Fine chocolate is most often made out of Criollo and Trinitario, though when using good quality Forastero and carefully blending, it can bring a great product too.

To complicate things further, not only the variety of the bean makes a difference, even the place where they are grown does!
Much like terroirs in wine, or regions in Single Malt Whisky, the local circumstances bear down on the taste of the final product.

Some of the main chocolate regions are:

South America: Venezuela, Peru, Dominican Republic, Ecuador,…

Africa: Madagascar, Ivory Coast, Ghana,…

Asia: Indonesia, Malaysia,…

Each “terroir” brings its own specific tastes, like fruityness, tobacco, floral tastes,…

Chocolate and health.

Though it’s not the most important thing I search in these fine chocolate, health issues seem to be big when you start your search in the chocolate world. I’m in it for the taste, but high percentage chocolate actually brings several health benefits.

First and before all, high percentage chocolate contain way less sugar, causing a lower calorie count per serving. Which makes it acceptable for people following diets or have to reduce their sugar intake.

Next are the minerals, anti-oxidants, flavonoids,… Much discussion is going on about the actual benefits and how much one should eat before starting to notice the effects. Especially confusing is the “raw” chocolate movement. Raw chocolate should be made without heating the products, so it should contain more favorable health elements, though others state there is no such thing as raw chocolate, since every step of the production generates heat.

Right, but isn’t high percentage chocolate extremely bitter?

Nope. Ha, you didn’t expect that, did you. It’s widely thought that high percentage of cacao equals a unedible, bitter product.

It can be bitter, is you have lower grade beans, used in a less than good production process. But really nice chocolate offers a delicate blend of different tastes who evolve during eating. Bitterness can be a part of it, but surely not the main taste.

We are accustomed to the sweet taste of mass production chocolate, so slowly building up your palate towards the higher percentages is a good way to go about it. You will get used to the less sweet taste and be intrigued by all the other aroma’s you get in its place! Just like I was.

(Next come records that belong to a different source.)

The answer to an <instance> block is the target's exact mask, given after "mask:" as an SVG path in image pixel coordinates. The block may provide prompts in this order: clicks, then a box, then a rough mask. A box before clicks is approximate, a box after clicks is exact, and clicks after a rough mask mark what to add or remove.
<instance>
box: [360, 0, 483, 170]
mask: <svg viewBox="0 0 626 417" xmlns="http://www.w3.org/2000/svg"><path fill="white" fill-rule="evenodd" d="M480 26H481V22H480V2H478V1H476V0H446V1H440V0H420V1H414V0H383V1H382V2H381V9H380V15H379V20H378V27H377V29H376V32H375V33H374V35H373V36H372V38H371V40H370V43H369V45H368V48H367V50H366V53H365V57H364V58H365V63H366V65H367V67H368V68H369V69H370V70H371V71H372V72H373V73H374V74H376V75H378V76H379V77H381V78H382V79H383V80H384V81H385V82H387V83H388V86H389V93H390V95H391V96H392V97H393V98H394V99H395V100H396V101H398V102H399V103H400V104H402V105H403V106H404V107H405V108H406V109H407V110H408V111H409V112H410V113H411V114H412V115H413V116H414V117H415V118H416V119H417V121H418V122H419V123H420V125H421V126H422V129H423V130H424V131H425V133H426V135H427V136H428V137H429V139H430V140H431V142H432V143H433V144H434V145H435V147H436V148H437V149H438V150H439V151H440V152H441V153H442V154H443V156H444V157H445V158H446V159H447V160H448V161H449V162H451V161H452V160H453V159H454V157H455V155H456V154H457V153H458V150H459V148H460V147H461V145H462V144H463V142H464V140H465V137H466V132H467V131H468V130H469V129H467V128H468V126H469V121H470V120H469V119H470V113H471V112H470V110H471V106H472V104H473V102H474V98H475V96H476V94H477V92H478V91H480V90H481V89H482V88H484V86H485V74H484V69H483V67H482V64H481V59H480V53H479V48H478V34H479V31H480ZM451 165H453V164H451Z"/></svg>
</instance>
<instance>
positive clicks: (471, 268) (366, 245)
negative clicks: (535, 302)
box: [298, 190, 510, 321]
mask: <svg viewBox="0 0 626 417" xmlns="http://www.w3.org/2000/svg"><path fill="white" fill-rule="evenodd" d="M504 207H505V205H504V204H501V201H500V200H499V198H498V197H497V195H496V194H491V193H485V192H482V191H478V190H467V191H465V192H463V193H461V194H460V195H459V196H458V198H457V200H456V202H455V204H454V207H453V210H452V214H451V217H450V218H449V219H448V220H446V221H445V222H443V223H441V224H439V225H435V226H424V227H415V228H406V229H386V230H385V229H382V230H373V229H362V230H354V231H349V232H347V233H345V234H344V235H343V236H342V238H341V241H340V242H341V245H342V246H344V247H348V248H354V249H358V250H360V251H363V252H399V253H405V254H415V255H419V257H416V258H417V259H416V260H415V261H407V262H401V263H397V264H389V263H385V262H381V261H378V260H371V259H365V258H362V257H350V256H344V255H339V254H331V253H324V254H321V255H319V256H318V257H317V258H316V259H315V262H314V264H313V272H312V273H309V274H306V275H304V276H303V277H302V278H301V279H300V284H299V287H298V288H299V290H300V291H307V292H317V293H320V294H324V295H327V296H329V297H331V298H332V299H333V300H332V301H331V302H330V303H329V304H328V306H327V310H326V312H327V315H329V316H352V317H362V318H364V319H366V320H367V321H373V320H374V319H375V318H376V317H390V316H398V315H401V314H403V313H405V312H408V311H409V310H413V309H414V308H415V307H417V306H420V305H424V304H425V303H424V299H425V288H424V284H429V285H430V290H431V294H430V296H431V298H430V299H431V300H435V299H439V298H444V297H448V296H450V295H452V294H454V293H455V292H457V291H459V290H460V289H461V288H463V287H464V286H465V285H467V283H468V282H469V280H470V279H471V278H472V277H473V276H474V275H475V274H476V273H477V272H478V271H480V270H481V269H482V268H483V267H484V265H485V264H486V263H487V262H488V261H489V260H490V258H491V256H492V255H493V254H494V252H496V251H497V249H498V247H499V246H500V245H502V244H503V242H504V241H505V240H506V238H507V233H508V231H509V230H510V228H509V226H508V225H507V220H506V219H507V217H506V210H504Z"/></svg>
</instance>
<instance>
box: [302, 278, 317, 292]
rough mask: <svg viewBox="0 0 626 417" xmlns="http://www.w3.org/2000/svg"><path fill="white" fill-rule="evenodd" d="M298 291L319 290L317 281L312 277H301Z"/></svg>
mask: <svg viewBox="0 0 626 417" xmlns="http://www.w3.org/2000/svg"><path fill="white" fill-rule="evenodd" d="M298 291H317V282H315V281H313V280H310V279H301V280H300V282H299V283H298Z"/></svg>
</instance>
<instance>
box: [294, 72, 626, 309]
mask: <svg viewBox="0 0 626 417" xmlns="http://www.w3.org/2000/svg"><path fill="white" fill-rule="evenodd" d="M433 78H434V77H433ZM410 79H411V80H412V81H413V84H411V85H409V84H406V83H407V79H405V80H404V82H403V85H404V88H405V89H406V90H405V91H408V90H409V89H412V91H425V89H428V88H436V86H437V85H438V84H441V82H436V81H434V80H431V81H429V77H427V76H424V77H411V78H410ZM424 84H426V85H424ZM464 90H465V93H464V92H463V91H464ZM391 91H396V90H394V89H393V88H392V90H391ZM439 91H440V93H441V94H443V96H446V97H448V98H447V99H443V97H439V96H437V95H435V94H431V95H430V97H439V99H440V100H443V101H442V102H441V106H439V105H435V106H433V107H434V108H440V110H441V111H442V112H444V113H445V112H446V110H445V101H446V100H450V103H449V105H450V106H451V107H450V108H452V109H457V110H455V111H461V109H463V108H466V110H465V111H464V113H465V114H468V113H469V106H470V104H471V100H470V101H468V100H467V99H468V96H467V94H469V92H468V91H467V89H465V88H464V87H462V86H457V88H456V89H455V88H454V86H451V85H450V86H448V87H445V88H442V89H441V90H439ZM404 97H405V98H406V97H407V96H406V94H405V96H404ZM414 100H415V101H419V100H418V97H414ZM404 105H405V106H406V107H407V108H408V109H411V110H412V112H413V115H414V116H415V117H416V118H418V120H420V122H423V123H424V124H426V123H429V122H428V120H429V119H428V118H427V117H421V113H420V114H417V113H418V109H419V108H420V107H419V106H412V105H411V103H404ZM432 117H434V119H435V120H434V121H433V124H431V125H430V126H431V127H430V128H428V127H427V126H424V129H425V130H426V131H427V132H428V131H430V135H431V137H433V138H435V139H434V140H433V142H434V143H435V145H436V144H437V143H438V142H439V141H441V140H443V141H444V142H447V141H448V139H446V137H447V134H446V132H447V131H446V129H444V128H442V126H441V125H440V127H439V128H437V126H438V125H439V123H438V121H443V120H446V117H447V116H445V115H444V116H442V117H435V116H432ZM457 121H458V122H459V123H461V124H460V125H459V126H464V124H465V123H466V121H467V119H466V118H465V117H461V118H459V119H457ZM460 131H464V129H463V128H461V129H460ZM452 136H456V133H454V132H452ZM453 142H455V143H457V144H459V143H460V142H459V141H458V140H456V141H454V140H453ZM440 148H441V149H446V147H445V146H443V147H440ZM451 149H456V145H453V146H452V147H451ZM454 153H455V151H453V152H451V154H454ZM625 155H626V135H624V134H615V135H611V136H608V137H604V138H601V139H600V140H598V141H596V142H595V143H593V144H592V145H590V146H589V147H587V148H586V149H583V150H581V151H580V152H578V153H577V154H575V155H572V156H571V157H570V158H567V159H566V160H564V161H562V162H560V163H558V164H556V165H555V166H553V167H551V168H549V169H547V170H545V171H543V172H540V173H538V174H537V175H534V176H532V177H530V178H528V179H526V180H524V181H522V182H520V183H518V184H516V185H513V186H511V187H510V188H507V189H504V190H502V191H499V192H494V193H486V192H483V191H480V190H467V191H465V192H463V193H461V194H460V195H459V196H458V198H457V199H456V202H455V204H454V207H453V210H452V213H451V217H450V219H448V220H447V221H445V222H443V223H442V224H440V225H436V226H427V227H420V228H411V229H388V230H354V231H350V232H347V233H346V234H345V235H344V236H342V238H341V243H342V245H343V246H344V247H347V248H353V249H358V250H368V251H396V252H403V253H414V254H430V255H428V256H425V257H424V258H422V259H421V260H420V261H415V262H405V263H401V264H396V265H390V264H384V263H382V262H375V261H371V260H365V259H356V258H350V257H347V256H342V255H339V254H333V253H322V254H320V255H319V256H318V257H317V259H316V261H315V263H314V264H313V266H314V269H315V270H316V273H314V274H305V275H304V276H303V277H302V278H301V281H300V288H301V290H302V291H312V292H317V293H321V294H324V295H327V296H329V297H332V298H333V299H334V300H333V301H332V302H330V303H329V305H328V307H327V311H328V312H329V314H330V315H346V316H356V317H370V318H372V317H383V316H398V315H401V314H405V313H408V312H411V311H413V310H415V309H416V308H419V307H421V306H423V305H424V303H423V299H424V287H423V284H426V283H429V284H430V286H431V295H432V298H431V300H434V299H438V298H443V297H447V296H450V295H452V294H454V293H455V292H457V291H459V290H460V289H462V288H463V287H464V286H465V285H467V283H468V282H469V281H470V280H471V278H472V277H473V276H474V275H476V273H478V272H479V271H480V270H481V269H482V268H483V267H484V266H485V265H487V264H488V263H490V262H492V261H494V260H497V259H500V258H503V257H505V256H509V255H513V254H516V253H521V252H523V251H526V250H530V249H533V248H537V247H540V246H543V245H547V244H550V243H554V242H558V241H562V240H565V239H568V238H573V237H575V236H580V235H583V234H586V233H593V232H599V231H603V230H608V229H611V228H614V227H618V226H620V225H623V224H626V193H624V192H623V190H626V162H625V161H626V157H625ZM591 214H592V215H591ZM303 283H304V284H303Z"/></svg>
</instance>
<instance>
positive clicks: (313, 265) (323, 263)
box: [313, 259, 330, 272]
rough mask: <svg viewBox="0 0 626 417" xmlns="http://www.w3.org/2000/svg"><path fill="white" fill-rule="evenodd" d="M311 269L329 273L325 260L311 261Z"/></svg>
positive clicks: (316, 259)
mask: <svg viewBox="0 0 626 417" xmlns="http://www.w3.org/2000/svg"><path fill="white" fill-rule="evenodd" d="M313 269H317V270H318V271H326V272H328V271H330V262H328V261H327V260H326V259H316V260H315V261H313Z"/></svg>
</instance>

Just to give you a little idea, here are some tastes I already noted in good chocolate: red fruits (raspberry, strawberry), yellow fruits, pineapple, cappuccino, espresso coffee, tobacco, floral notes, wood, tannins, smoke, chestnut, cinnamon,… the list seems endless. You try to taste those in bulk chocolate, you won’t find it. And that’s why I adore fine chocolate so much, it keeps throwing new experiences at me.

So there you go. Why don’t you give it a try? It will be worth it!